Social media giant Facebook says in a statement that it will shift all of its UK users to US agreements, putting them out of reach of Europe's privacy laws that could potentially fine the company billions of dollars.
"Facebook has had to make changes to respond to Brexit and will be transferring legal responsibilities and obligations for UK users from Facebook Ireland to Facebook Inc," Facebook exclusively told Reuters.
However, Facebook did confirm that there will be no change to the privacy controls over its UK customers. Agreements with Facebook's Irish unit currently shield the giant tech company, and the change will undergo anytime soon next year. During the first half of 2021, Facebook will notify users about the small change in its terms and conditions agreements.
Facebook Privacy Concerns
The announcement came following the Brexit impact on the EU's General Data Protection Regulation (GPDR), which, to this day, remains the world's strictest privacy regime.
"The bigger the company, the more personal data they hold, the more they are likely to be subject to surveillance duties or requirements to hand over data to the US government," Jim Killock, executive director of the UK-based nonprofit Open Rights Group, told Reuters further.
In addition, GPDR has recently been firing tech giant companies like Twitter. As The Verge reported, Irish DPC issued a $546,000 fine against Twitter over a data leak the social media giant disclosed a year ago in January 2019. It is known as the first US-based company to be fined by European GPDR laws. Twitter's failure to notify the system within 72 hours in January 2019 is why the fine was issued.
"We take responsibility for this mistake and remain fully committed to protecting the privacy and data of our customers," the company says in a statement to Tech Crunch.
Not the First Time
Besides Facebook, Google also followed the same practice earlier in February this year. Google moved its UK users onto the US agreements to avoid EU privacy laws, which have become more complicated since Brexit.
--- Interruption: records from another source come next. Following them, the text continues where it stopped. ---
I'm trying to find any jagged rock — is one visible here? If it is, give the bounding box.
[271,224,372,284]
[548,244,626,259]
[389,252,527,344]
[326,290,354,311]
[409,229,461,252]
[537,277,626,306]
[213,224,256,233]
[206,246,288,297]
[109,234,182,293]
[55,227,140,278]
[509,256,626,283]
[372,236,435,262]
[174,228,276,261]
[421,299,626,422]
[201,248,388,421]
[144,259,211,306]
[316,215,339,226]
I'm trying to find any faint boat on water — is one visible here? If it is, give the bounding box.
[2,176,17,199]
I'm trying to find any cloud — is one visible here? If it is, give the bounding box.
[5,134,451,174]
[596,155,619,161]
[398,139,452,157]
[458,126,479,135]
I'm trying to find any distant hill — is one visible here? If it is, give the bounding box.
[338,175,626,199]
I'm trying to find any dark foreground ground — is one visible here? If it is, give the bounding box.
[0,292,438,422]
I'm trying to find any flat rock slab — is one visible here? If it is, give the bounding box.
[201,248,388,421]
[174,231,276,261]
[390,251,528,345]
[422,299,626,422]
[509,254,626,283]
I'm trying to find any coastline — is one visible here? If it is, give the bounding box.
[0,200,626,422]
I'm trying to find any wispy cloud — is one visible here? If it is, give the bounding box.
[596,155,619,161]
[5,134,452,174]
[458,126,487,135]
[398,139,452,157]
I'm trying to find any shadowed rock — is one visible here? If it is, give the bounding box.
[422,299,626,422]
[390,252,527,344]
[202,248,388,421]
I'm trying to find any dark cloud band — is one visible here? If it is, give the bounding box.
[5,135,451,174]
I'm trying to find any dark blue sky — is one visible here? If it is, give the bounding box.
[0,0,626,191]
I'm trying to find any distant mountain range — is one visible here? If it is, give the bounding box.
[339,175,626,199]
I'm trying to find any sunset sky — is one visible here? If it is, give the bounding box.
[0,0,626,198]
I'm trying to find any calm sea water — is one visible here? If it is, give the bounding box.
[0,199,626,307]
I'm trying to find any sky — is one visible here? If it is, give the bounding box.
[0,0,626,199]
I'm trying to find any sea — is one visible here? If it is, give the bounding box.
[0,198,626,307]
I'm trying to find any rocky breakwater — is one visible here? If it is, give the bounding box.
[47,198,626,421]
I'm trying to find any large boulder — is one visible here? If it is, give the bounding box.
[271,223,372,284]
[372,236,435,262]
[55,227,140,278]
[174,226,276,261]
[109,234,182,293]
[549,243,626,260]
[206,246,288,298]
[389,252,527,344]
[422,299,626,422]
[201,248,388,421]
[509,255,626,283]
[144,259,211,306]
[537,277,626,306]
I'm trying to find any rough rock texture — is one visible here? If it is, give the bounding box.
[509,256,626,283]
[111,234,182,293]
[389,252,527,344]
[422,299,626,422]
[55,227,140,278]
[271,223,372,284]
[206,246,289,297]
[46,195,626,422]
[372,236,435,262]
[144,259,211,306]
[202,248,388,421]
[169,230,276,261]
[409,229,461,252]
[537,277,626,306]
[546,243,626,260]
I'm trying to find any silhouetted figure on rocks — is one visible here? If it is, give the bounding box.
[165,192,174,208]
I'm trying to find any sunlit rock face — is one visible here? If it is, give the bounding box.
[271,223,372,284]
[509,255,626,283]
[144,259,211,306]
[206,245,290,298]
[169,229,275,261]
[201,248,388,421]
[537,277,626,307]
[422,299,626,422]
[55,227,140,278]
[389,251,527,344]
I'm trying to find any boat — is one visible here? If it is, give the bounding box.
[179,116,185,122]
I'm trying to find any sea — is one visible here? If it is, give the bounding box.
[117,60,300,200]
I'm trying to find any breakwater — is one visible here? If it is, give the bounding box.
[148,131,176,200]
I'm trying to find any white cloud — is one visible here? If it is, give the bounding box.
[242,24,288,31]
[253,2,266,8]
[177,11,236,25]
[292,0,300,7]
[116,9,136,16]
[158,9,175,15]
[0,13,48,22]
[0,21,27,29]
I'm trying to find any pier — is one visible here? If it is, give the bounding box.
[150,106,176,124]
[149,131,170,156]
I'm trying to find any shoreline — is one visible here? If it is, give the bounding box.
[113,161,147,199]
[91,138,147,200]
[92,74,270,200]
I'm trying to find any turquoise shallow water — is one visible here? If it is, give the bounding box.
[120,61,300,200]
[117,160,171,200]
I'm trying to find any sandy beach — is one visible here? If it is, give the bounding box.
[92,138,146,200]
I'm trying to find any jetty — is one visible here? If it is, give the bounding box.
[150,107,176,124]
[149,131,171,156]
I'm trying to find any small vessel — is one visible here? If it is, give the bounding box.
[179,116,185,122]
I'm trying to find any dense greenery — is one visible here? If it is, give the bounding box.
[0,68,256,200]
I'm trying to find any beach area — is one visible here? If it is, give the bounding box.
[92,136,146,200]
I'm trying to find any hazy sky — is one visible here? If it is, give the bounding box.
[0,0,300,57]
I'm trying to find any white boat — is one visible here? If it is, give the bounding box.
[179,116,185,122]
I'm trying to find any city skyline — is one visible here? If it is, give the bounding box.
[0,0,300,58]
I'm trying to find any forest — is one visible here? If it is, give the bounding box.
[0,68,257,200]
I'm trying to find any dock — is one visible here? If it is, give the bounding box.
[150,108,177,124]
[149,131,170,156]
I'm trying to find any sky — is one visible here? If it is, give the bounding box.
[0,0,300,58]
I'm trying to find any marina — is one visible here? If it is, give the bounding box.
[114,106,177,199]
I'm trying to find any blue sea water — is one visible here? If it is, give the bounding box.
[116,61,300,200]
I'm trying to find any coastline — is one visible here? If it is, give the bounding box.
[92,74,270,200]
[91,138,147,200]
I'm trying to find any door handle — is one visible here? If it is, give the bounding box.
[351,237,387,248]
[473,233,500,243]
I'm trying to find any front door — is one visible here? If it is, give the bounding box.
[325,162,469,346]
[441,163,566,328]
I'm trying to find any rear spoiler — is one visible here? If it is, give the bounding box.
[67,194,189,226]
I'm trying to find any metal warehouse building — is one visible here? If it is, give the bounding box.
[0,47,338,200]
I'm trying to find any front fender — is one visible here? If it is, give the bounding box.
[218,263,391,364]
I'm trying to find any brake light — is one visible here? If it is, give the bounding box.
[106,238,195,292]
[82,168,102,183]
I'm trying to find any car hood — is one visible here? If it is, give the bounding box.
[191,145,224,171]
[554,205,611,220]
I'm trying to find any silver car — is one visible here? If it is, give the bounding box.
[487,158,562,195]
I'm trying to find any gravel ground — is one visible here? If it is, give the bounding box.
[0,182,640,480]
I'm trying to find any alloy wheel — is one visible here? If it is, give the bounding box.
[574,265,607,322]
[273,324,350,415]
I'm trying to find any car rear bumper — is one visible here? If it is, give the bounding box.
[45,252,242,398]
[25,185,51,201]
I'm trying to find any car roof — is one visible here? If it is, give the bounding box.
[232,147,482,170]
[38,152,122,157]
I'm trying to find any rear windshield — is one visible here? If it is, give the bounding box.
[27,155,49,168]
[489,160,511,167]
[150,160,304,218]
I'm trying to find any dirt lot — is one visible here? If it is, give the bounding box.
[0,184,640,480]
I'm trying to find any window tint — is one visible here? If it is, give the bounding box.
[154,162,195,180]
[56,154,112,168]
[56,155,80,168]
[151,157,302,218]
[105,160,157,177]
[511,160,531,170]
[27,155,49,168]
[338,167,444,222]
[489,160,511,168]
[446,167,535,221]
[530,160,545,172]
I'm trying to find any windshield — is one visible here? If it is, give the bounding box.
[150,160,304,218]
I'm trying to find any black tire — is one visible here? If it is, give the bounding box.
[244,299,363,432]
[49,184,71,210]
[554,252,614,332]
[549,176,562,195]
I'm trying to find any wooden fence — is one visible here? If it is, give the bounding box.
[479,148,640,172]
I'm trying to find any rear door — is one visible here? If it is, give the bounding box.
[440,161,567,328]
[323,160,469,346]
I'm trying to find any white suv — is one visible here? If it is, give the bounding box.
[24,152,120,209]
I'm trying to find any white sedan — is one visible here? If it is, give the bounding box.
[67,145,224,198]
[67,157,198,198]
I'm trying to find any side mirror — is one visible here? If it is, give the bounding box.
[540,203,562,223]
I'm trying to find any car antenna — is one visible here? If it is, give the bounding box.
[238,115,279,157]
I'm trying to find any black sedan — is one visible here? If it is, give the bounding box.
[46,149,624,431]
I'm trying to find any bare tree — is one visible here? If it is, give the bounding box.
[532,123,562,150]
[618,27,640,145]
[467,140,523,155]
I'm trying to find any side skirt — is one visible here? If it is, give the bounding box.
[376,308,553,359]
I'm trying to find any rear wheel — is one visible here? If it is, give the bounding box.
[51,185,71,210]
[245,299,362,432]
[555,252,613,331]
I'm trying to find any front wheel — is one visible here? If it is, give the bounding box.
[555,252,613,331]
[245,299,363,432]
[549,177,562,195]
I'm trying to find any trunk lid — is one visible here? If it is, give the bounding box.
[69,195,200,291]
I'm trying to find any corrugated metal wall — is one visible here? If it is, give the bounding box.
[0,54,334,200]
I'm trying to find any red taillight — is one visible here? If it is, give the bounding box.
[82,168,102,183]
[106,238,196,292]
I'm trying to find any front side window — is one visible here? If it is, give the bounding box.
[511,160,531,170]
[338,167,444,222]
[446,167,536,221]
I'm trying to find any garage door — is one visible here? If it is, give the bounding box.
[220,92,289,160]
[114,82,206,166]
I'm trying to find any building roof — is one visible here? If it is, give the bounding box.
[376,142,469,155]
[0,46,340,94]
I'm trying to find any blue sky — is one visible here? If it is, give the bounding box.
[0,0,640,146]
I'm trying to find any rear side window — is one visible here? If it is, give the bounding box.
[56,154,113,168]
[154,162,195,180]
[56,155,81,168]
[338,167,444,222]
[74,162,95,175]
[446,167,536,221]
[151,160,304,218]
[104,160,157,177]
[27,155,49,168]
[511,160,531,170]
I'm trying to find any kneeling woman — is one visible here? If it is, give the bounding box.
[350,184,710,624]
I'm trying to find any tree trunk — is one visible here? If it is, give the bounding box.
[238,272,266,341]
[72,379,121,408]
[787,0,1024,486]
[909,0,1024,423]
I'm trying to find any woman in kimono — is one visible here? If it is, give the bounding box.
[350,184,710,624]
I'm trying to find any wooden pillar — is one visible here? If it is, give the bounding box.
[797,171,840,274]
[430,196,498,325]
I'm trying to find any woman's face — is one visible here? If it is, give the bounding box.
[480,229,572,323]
As Reuters first reported, Britain's exit from the EU prompted Google to take such an uneasy action, exposing tens of millions of users with less protection. Google says that it decided to move because it was unclear whether Britain will follow GPDR or adopt other rules.
On the contrary, the United States has among the weakest privacy protections of them all. The recent Could Act makes it easier for authorities to obtain any US companies' data, where almost all Big Techs are headquartered.
That said, if British Google users opt to store their data in Ireland, which is still a part of the Union, it would be more difficult for British authorities to overgo in criminal investigations.